VIDA EN COMUNIDAD
(Parte 13)
Proseguimos con la publicación de su obra más conocida entre laicos, pastores y teólogos, VIDA EN COMUNIDAD. Consta de cinco capítulos. Estamos compartiendo el segundo capítulo, El Día en Común, donde el séptimo y el octavo subcapítulos son El Trabajo y La comida del mediodía.
- El Día en Común
Al amanecer, con alabanza;
Con plegarias al atardecer,
Nuestra pobre voz, Señor,
Te glorifica eternamente.
(LUTERO, según Ambrosio)
El Trabajo.
A continuación, la jornada del cristiano está dedicada al trabajo. «Sale el hombre a sus labores, a su trabajo hasta la tarde» (Sal 104, 33). En la mayoría de los casos, los miembros de la familia se separan durante el tiempo de su trabajo. Orar y trabajar son dos realidades diferentes. Y si la oración no debe ser obstaculizada por el trabajo, tampoco debe serlo el trabajo por la oración. La voluntad de Dios, que exige que el hombre trabaje seis días y descanse el séptimo para alegrarse en su presencia, exige también que cada día del cristiano esté marcado por el doble signo de la oración y el trabajo. La oración exige su tiempo, pero las horas del día corresponden fundamentalmente al trabajo. Sólo dando a estas dos realidades su valor correspondiente, es posible descubrir su carácter indivisible.

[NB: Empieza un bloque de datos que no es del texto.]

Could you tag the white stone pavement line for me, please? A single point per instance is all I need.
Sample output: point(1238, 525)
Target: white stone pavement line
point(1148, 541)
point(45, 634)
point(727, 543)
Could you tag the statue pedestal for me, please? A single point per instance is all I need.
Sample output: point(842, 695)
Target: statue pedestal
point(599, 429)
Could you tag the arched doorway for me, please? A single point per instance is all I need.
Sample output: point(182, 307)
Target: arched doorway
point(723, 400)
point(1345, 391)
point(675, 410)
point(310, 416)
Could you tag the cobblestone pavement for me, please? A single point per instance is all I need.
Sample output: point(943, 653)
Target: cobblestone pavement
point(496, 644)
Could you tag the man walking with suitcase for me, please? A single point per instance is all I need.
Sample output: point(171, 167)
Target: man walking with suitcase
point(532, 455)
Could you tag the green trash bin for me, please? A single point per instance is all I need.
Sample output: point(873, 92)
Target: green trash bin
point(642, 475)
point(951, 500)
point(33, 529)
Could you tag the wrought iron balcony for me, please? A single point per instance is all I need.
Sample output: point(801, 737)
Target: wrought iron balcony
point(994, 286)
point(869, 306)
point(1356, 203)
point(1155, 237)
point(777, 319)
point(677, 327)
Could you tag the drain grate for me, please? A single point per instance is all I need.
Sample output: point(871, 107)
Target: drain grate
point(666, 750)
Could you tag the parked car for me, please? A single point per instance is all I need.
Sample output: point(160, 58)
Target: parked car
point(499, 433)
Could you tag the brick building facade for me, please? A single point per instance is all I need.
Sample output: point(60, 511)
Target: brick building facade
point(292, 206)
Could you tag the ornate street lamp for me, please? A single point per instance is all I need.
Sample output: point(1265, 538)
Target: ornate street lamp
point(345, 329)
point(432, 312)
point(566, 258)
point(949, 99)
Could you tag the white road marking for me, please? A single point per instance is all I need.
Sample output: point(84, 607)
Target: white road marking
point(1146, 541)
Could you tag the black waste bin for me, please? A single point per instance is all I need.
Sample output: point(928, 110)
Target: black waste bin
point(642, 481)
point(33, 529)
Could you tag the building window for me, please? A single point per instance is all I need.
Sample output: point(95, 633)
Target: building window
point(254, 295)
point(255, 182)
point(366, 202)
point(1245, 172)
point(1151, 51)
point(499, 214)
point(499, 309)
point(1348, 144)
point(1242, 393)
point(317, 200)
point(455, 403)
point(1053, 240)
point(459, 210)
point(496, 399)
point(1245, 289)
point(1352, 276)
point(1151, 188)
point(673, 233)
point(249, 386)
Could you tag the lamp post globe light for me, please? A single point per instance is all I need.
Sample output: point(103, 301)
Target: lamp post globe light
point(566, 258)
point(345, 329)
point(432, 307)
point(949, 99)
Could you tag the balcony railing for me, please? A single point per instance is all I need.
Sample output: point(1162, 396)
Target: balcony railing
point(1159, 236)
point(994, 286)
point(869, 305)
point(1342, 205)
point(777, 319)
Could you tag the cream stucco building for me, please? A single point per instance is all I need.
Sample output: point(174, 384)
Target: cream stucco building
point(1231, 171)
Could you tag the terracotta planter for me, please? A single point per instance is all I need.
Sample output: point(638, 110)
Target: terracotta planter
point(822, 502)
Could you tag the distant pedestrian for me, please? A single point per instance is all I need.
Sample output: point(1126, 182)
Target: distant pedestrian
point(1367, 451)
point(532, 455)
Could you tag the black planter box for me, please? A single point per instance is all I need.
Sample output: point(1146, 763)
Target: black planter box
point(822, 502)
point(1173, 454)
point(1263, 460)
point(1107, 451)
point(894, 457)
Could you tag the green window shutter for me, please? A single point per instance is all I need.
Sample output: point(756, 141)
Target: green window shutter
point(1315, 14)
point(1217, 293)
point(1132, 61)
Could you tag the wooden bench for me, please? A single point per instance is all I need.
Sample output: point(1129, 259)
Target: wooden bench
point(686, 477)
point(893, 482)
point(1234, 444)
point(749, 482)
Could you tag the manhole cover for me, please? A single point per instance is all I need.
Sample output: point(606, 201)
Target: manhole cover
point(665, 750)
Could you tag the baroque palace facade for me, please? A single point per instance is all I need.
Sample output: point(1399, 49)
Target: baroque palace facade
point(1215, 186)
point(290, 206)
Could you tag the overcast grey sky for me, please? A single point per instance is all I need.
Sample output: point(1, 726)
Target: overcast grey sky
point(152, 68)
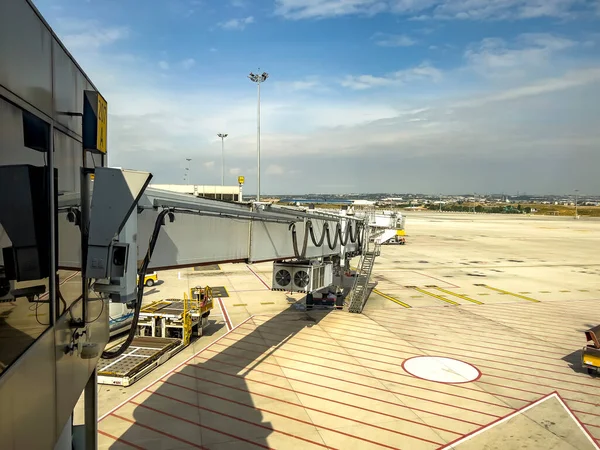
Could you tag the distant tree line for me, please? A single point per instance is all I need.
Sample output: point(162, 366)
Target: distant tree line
point(482, 209)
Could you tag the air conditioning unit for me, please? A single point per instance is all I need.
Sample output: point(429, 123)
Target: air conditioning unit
point(302, 276)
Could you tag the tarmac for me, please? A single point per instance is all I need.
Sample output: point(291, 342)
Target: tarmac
point(471, 340)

Sin el esfuerzo y el trabajo de la jornada, la oración no es oración, y sin la oración, el trabajo no es trabajo. Esto únicamente lo sabe el cristiano. Sólo teniendo un claro conocimiento de su diferencia es como se descubre la unidad entre ambos.
El trabajo coloca al hombre en el mundo de las cosas que esperan su actuación. Del mundo de la fraternidad el cristiano sale al mundo de las cosas impersonales, neutras, que le exigen objetividad; porque el mundo exterior no es más que un medio por el que Dios libera a los creyentes de ellos mismos, de su yo. Para cumplir su obra en el mundo de las cosas Dios hace que el hombre se olvide de sí mismo para enfrentarse con la realidad objetiva, exigente, impersonal. En el trabajo el hombre aprende a dejarse limitar por el objeto de su trabajo; de este modo el trabajo se convierte en el mejor remedio contra la pereza e indolencia de la naturaleza humana.
El contacto con las cosas mata las exigencias de nuestra carne. Sin embargo, esto sólo es posible si se sabe descubrir, a través de ellas, la presencia de Dios, que somete a sus criaturas a la ley del trabajo para liberarlas de sí mismas. No por ello el trabajo deja de ser trabajo; es más, puede decirse que sólo el hombre que conoce el verdadero sentido del trabajo no teme afrontar su dureza, en la lucha incesante con el mundo impersonal de las cosas. Sin embargo, al encontrar detrás de las cosas la presencia personal de Dios, el cristiano logra descubrir la unidad entre oración y trabajo, la unidad del día. Comprende así lo que significa el «orad sin cesar» del apóstol Pablo (1 Tes 5, 17). Su oración se prolonga durante toda la jornada, penetra en el trabajo y, lejos de interrumpirlo, lo potencia y lo afirma, dándole seriedad y alegría. De esta manera, toda palabra, toda acción y todo trabajo del cristiano se convierten en oración, no en el sentido ilusorio de rehuir la tarea encomendada, sino en el hecho de descubrir sin cesar la realidad de Dios a través de la severa impersonalidad de las cosas. «Todo cuanto hagáis de palabra o de obra, hacedlo en el nombre del Señor» (Col 3, 17).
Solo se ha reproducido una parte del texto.